Does it count as a set if you stand up after each repetition during deadlifts (to take a deeper breath and brace more properly) which also includes resetting your grip?

Background: I am training for powerlifting

3 Answers 3


It's a deadlift, meaning the weight should be dead on the floor. Touch-and-go or otherwise bouncing around is not a deadlift.

Personally, I relax my grip and reset on every rep. My hands don't come off the bar, but I open my fingers, ensuring that the weight is indeed dead on the floor.

The extra second this adds to each set is negligible and the benefit to ensuring proper form far outweighs any loss. You also need to breathe between reps, and the bottom relaxed position is the perfect spot to dump the air in your lungs, get a nice breath, breath that out, then get another, hold it in, tighten the abs, get your chest up, and pull.

From Mark Rippetoe:

If you are working with enough weight that you need multiple breaths to get each rep, take them, but don't just stand there and pray that the next rep will be easier.

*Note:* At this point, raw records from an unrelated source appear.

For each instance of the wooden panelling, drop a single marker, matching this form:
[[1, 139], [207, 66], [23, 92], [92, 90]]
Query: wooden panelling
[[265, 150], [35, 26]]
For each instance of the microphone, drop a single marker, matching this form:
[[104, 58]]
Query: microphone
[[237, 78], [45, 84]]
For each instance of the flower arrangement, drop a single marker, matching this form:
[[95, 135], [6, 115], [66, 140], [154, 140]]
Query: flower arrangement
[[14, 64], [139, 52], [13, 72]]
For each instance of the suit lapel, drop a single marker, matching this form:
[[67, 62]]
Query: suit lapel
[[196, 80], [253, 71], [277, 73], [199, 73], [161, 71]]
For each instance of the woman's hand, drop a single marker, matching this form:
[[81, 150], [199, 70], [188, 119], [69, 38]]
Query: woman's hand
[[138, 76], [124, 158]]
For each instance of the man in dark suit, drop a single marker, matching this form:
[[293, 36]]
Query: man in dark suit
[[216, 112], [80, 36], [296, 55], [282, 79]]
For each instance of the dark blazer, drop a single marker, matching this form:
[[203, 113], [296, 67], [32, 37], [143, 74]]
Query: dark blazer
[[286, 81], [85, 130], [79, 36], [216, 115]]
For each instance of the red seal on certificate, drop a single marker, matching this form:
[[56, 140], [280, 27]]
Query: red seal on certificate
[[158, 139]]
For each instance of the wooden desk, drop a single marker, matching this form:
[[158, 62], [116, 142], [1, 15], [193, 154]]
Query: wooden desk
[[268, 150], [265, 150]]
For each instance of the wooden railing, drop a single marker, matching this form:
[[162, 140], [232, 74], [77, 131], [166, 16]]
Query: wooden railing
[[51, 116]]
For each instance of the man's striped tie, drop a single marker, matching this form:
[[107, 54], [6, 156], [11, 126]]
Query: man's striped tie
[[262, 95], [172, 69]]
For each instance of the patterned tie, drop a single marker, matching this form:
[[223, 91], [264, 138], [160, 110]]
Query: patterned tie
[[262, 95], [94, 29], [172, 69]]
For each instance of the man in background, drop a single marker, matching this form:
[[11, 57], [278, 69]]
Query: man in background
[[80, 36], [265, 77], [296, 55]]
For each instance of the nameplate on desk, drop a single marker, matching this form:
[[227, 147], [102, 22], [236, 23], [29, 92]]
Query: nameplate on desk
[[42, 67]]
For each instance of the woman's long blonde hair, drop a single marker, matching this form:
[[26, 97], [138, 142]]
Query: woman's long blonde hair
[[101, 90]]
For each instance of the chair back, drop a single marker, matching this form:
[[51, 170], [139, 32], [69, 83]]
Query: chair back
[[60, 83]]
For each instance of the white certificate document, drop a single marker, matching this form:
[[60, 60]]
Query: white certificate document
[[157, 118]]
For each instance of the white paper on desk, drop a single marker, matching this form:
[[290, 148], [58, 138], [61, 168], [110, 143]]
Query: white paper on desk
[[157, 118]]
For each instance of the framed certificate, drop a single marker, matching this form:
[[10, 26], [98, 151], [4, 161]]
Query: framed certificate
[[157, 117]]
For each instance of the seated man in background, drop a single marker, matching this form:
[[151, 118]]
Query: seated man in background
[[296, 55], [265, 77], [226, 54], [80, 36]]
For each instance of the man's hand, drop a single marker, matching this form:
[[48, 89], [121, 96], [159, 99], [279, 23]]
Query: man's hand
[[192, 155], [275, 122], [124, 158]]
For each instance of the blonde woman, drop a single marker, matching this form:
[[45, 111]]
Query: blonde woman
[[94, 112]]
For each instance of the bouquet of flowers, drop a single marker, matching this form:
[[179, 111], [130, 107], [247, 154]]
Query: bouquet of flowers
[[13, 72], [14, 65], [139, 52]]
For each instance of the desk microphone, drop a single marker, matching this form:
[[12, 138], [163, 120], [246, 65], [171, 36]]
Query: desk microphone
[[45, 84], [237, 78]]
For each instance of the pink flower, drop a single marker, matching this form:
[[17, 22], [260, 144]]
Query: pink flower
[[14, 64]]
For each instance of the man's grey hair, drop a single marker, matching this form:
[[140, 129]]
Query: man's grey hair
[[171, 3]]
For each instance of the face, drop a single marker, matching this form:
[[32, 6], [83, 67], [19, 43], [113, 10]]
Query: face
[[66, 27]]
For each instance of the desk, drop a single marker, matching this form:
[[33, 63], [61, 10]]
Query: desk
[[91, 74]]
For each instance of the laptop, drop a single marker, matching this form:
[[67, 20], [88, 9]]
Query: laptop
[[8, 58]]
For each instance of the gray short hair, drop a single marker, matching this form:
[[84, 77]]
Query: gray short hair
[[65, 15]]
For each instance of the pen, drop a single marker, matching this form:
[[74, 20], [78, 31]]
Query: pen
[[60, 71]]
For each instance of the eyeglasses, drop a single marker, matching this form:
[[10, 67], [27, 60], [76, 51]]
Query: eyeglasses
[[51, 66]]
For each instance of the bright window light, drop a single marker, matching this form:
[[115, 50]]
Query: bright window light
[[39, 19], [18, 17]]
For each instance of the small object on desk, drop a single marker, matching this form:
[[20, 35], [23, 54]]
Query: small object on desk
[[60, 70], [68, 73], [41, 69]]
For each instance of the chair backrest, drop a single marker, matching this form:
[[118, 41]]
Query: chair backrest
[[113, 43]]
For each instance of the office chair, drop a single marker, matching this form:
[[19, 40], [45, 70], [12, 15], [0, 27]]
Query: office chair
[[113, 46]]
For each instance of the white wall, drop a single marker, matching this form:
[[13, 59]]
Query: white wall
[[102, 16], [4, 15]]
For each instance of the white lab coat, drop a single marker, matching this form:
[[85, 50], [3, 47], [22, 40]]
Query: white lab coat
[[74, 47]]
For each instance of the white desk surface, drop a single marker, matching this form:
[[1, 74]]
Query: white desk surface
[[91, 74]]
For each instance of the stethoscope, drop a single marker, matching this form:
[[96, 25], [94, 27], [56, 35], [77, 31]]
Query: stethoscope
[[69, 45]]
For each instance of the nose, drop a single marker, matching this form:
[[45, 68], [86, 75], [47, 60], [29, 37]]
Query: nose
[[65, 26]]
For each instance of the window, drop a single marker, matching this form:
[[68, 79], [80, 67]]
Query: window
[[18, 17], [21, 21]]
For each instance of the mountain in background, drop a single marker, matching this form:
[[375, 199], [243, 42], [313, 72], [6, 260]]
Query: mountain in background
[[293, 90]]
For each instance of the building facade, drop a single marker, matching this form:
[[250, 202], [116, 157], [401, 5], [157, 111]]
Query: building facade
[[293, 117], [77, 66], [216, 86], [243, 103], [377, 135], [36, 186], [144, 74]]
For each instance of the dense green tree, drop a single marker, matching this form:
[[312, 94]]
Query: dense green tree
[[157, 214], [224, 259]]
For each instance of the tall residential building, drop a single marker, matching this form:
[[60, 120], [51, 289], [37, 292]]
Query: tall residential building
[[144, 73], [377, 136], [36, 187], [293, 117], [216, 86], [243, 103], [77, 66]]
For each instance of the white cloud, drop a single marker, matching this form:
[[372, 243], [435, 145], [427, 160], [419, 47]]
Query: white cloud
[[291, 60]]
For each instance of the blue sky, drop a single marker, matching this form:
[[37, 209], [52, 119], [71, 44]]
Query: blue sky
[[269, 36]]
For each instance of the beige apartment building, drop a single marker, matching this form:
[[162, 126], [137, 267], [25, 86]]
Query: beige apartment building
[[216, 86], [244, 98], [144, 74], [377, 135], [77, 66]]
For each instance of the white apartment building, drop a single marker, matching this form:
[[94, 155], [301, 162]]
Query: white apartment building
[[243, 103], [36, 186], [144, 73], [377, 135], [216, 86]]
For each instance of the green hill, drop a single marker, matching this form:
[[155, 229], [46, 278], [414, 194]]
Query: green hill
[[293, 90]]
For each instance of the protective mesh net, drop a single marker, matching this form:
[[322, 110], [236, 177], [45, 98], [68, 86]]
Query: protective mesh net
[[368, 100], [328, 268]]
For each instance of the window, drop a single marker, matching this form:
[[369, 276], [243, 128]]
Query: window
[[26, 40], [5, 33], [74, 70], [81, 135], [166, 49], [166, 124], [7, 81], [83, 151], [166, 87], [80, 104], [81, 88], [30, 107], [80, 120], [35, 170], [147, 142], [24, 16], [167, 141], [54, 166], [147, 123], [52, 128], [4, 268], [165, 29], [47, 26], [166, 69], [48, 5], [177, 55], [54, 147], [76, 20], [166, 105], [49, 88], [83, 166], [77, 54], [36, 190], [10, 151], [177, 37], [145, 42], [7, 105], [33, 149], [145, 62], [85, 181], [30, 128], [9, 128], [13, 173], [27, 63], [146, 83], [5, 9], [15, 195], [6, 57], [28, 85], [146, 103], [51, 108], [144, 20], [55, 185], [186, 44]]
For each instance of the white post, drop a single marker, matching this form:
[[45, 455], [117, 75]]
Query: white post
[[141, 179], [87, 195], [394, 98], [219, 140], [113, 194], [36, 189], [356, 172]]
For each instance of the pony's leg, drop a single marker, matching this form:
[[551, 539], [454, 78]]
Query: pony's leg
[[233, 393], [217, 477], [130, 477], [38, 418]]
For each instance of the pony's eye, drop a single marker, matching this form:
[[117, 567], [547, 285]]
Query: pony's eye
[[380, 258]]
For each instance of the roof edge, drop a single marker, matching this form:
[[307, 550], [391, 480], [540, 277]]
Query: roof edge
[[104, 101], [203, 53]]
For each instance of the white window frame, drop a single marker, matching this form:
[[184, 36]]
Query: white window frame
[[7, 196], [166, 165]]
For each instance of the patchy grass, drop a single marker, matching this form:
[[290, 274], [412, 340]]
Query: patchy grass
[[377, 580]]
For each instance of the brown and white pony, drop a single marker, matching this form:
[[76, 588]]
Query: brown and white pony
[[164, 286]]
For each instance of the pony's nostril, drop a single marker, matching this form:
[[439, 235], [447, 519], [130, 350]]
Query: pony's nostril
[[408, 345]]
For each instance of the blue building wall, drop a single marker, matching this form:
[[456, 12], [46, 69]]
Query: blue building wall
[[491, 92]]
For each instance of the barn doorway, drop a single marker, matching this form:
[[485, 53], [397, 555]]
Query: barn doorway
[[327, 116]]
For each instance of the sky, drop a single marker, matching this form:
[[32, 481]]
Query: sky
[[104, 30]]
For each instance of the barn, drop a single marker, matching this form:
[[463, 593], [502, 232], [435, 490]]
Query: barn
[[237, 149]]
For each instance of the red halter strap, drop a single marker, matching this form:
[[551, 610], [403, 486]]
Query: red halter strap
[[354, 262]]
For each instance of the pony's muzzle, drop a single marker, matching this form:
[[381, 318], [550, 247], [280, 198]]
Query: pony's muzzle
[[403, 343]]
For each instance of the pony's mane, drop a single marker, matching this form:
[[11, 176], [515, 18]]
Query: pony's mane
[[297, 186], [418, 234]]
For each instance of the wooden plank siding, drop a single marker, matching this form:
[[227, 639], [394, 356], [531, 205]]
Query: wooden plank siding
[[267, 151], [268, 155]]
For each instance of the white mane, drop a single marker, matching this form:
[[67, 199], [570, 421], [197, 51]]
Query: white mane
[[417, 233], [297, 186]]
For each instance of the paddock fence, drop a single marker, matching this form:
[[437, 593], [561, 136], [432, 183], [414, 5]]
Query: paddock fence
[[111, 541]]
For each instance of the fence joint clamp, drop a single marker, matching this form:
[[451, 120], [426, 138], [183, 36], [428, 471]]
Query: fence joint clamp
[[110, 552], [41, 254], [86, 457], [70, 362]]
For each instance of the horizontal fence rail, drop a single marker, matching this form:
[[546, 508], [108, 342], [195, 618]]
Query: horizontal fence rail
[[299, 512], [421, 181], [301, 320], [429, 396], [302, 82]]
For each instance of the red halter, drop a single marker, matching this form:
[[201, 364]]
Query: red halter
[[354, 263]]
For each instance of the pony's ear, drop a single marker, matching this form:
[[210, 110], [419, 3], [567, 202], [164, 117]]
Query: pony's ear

If you need 2 or 3 between, take them.

So for those 2-3 breaths between reps, you have plenty of time to relax your grip, brace for your next lift, and make sure you're lifting clean.

If you're deadlifting near your 5RM, your biggest concern should be proper form. If that takes you 1 second, 5 seconds, or 10 seconds, take the time.

Regarding standing up in between, that might be a bit excessive, but if it's what you require to nail your form, then do it. For me, I don't want to get my hands off the bar and I want to stay mentally in dead-lift mode. When I stand up without a bar in my hand, I'm done with my set.

The problem I could see with standing up is that you are probably moving your feet as well, so you'll be fully resetting between each rep. If that's a net positive for you, causing you to have dialed in form, good breathing, and hit your numbers, then by all means stand up. But if standing up is a bit too much of a "break" as it is for me, then it might not be serving you well.

  • How about standing up in between? I edited my question to include this. Dec 23, 2015 at 21:54
  • Updated for you. Great question, by the way.
    – Eric
    Dec 23, 2015 at 22:04
  • So, there's no definite definition for a deadlift set? I ask because a friend and I were arguing about the way I do my set (how I described it). Basically he says it would be a greater achievement if I stick to the bar the whole time (in the bottom position of the dl after every rep). So, what I read, he is correct. Although I will continue doing it this way because it allows for best form and gives me more mental toughness. I cannot call it a (regular) set though :(. If I progress this way it is progress anyways. I'm training for powerlifting! Should have included that. :) Dec 24, 2015 at 23:37
  • Nope, no official definition since there's no sets in power lifting (competition anyway). I actually just watched a video of a fairly high level power lifter who advocates staying down in the crouched position, to keep the hamstrings tight and loaded between reps. But you definitely need to stop, breathe, make sure your form is good, and lift. That pause at the bottom needs to be enough to do all of that. If you hit your numbers and pull a lot off the ground via your training, it sounds pretty "proper" to me.
    – Eric
    Dec 25, 2015 at 0:41

John's answer is correct - all in all, it's hypertrophy (TUT) vs strength (rest).

I just wanna add that it's a matter of how long the stoppage lasts, and not the reason that made you stop (as long as you're remaining in the starting position). e.g. resetting your grip is equal to stopping for a breath.

There is no definition for how long the bar should lay on the floor between reps, but I'd say that the process of stabilizing yourself in the starting position and start getting up shouldn't take more than 2.5 seconds. Here's a very random example I found that represents a good resting time between sets (1.5-2 seconds). When you go really heavy, for a set of 2 or 3 reps, the resting time goes up to 4-5 seconds, as I saw in some pro's videos.

One last thing to mention, in competitions they perform 1 rep at a time, so for this subject your training habits don't matter.


Yes, depending on your goals

Resetting your grip likely takes a bit of time, perhaps a few seconds, perhaps 10 or more. During this time, your hamstrings are (mostly) resting. This changes the results of the exercise somewhat.

From a hypertrophy standpoint, the more you are 'resting' between reps, the more you're losing a bit of Time-Under-Tension, which means the muscles will have a little bit less stimulus to grow.

From a strength standpoint, the more you rest the more muscle-fibers will be ready-to-fire, so you'll have more strength to pull with.

In other words, if you're taking enough time to reset your grip so that your 5x5 protocol is becoming more of a 1x25 protocol, it's going to change what you get out of your workout.